Kreisvorsitzender Hans Kraus spürte Aufbruchstimmung. Besonders imponiere ihm die Ausgewogenheit der Listen, die zeige, dass Frauen, Jugend und Senioren gleich wertgeschätzt würden. Wie der Satz „Wenn du keine Jugend hast, hast du keine Zukunft“ in Waldmünchen umgesetzt werde, sei bemerkenswert. „Zufällig“ passte dazu, dass er den 24-jährigen Landratskandidaten Julian Preidl mitgebracht hatte.

Siegfried Wagner senior, FW-Ehrenvorsitzender und 36 Jahre im Stadtrat, unterstrich, dass „wir in der Vergangenheit und in der Zukunft Bürgermeister können“. Die Vorstellung von Wolfgang Kürzinger sei in jeder Hinsicht überzeugend gewesen. Dieser gab zu, dass seit der Wahl vor sechs Jahren kein Tag vergangen sei, an dem er das Amt im Kopf nicht im Kopf gehabt habe. „Ich fühle ich mich stark und reif dafür.“

Zur Person: Wolfgang Kürzinger

  • Persönliches
    Wolfgang Kürzinger ist verheiratet, 47 Jahre alt und Vater von vier Kindern. Bettina, eine der drei erwachsenen Töchter, schickt sich an, den landwirtschaftlichen Betrieb zu übernehmen. Sohn Josef geht noch in die Schule.Aufgewachsen ist der Prosdorfer im Landkreis Neumarkt.
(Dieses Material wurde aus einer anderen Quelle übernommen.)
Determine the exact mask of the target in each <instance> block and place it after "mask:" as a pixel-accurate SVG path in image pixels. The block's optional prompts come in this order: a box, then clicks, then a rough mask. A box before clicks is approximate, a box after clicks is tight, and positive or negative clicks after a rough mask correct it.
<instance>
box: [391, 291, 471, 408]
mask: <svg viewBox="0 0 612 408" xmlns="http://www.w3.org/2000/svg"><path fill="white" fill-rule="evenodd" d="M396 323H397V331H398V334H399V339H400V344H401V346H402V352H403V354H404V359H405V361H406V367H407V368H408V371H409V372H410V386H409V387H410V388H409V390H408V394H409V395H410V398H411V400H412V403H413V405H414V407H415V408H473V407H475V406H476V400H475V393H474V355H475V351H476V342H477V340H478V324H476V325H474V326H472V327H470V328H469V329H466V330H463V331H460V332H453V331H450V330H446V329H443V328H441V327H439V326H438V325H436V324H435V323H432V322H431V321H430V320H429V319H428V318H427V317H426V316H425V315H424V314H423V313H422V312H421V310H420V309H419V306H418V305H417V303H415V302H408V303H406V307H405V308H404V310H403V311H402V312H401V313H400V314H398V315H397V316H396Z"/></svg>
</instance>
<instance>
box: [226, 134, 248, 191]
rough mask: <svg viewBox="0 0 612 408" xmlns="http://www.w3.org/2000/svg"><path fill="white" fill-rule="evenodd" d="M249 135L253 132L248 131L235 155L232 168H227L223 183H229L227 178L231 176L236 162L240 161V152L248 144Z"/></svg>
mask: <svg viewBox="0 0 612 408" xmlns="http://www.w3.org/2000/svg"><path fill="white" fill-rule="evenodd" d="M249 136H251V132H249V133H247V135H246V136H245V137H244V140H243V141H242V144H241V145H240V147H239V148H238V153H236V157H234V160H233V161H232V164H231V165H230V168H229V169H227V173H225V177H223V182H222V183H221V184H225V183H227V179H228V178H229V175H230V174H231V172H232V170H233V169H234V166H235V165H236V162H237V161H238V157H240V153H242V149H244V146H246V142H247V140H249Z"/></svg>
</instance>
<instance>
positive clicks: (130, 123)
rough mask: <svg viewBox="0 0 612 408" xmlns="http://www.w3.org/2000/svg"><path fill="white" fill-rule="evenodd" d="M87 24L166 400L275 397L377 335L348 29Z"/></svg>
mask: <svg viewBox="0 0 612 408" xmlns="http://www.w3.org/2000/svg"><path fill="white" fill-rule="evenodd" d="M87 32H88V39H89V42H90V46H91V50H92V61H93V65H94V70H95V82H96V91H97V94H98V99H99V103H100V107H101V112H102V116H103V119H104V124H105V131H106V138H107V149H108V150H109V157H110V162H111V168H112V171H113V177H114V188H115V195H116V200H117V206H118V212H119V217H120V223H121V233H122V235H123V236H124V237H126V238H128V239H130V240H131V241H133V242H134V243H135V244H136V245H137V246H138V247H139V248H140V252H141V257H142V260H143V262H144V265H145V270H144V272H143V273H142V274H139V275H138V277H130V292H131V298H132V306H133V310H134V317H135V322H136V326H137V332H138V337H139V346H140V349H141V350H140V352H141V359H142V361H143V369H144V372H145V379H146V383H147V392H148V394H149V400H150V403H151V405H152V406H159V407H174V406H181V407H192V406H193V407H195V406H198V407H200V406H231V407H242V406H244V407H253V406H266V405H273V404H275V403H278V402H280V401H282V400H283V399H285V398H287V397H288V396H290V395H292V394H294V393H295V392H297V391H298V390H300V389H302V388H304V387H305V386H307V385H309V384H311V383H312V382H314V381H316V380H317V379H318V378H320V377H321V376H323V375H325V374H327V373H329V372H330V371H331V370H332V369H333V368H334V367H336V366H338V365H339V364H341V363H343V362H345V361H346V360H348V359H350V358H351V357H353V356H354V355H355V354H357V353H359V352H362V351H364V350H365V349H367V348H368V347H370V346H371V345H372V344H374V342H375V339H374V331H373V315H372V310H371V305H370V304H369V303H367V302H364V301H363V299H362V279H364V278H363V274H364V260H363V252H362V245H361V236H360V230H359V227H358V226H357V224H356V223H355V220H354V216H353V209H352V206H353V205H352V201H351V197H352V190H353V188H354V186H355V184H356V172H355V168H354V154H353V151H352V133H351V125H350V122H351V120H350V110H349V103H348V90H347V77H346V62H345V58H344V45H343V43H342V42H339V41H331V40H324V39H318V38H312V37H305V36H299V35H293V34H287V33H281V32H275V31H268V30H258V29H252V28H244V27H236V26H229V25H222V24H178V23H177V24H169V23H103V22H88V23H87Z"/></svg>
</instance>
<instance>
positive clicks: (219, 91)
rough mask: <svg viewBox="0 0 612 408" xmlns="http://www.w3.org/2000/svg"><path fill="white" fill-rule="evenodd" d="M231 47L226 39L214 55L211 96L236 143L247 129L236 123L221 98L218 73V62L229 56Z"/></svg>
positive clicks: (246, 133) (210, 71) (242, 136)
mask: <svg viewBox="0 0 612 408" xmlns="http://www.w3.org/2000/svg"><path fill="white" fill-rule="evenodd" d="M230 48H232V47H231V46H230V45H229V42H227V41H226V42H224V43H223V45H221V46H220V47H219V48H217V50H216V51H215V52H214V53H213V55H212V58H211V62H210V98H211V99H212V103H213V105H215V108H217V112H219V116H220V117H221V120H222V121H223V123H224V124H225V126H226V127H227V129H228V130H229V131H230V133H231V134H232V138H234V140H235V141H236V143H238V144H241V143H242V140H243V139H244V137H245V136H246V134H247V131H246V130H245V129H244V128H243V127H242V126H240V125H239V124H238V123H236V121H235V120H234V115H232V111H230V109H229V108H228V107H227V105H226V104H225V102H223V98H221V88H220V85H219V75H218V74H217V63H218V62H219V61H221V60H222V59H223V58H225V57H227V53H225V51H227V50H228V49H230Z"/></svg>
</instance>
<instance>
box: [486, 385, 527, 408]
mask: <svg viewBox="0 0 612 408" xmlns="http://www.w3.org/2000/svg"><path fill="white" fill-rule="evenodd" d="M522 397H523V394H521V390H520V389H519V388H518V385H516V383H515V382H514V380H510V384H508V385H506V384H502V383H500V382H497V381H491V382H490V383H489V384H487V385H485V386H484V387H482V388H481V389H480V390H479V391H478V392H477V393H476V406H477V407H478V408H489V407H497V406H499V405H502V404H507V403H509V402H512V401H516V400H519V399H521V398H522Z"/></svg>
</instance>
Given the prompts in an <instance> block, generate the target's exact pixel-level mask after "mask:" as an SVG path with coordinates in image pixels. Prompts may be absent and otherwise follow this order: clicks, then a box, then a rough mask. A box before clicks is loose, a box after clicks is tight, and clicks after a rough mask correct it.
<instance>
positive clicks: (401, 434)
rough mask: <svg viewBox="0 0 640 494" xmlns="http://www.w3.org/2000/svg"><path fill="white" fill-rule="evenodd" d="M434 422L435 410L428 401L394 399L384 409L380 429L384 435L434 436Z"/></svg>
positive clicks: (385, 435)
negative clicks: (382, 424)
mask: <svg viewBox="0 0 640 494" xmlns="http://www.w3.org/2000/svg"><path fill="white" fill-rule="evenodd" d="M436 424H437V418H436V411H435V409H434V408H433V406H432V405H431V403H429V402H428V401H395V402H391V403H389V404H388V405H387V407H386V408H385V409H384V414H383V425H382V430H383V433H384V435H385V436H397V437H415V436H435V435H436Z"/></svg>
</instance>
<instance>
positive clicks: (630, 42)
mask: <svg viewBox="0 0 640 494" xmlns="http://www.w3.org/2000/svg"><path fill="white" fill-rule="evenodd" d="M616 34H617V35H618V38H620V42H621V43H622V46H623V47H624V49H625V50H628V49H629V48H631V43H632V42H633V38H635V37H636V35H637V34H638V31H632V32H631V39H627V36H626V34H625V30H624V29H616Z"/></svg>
Nach Waldmünchen kam er als „Zivi“ an der Jugendbildungsstätte.

  • Ausbildung:
    Nach Abitur und Zivildienst hat Kürzinger Arbeitsverwaltung studiert und später als Quereinsteiger den Landwirtschaftsmeister draufgesattelt. Seit 27 Jahren ist er für die Agentur für Arbeit tätig, seit fünf Jahren mit einer 60 Prozent-Stelle (wegen der Landwirtschaft) wieder in Cham, als Berater für akademische Berufe.

  • Ehrenamt:
    Engagiert war der Familienvater schon in seiner Jugend als Kreisvorsitzender der Christlichen Arbeiterjugend. „Die CAJ ist das Fundament meines Lebens.“ Aktuell ist er Vorsitzender der Feuerwehr und Schriftführer bei den Jagdgenossen.

  • Politik:
    Wolfgang Kürzinger ist Vize-Vorsitzender der Freien Wähler Waldmünchen, war schon Ortssprecher und sitzt seit 2014 im Stadtrat. Bei der Bürgermeisterwahl 2014 schaffte der 47-Jährige gegen Amtsinhaber Ackermann fast 42 Prozent.